I feel like based on what I see on facebook and just hear about in my everyday life that people are just constantly so unhappy with their lives. A lot of it is I don't have enough of this or I need more of that. I will be happy when I look this way or when I get this done or when this is over. Wow. Life is for living people lol. It's hard it sucks it makes you scream and cry and pound your fist on the table and think why? Why do these things always happen to me? I feel like finding joy in the journey is a lost art. I think we need to cherish and enjoy the little things like puppies. Puppies are awesome I want one so bad so it can run around and when i get home it will come greet me like "hey dude where ya been I have missed ya!!!" and then I will hold that fluffy little guy and we will be best friends and i will teach him to go potty outside and not chew shoes and clothes and things. It will be awesome! People often tell me I am easily entertained and excited. This is so true lol. I honestly would not want it any other way though because those little things people often look over are what add interest and flair to my otherwise very dull life. I just really feel like if people had the mindset of "hey I am gonna enjoy my freakin life today and nobody is going to stop me!!" then people wouldn't be so sour. Plus it's December the best month of the year! It is my favorite because I love giving treats to people and caroling. And having apple cider. And everything else about his joyous season. So everyone please don't be sad. Or i will come and throw some Christmas cheer right in your face :)

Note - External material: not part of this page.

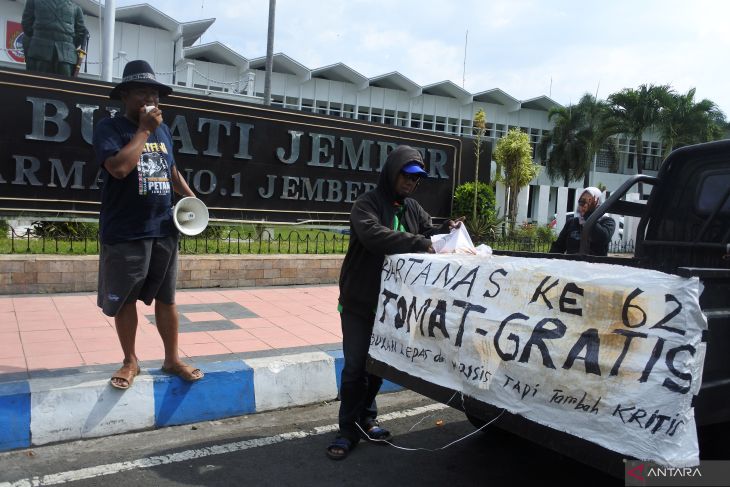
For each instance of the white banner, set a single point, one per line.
(608, 353)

Thursday, December 1, 2011
It's a Bit Chilly
So the world drenched cedar city with snow! Its quite beautimous cause it's just so powdery and fluffy and stuff. But my face goes numb and my hands get cold and it makes my ears hurt a little bit :p but it's ok. You know why? Because I had blueberry pancakes today in the dining hall for breakfast! Cept guess what people. There was only a total of 2 blueberry's in both of my blueberry pancakes other than that they were just kind of this blueish color but it's cool I am still grateful for them anayway :) and there was real fruit not out of a can and bananas it has been a dya of miracles. And so as I am writing this certian individuals are ragging on me to make mac and cheese. Look I will get to it in my own freakin good time here people!! Right now I want to listen to all I want for christmas is you by mariah carey and write this blog post. I hope that's ok with you people cause that's what is gonna happen k? Lol sometimes I just hate being told what to do. It's like I have only been in charge of myself and my life for 18 years now so if you think you can just boss me around you can go fall in a ditch cause it's not happening. But other days it's ok lol. Just depends on what mood I am in I guess. It also depends on how condescending the person is being too. I hate when people talk down to me. Lol but yeah it's cool whatever. Hope you all have an awesome day! I am off to kraft some mac!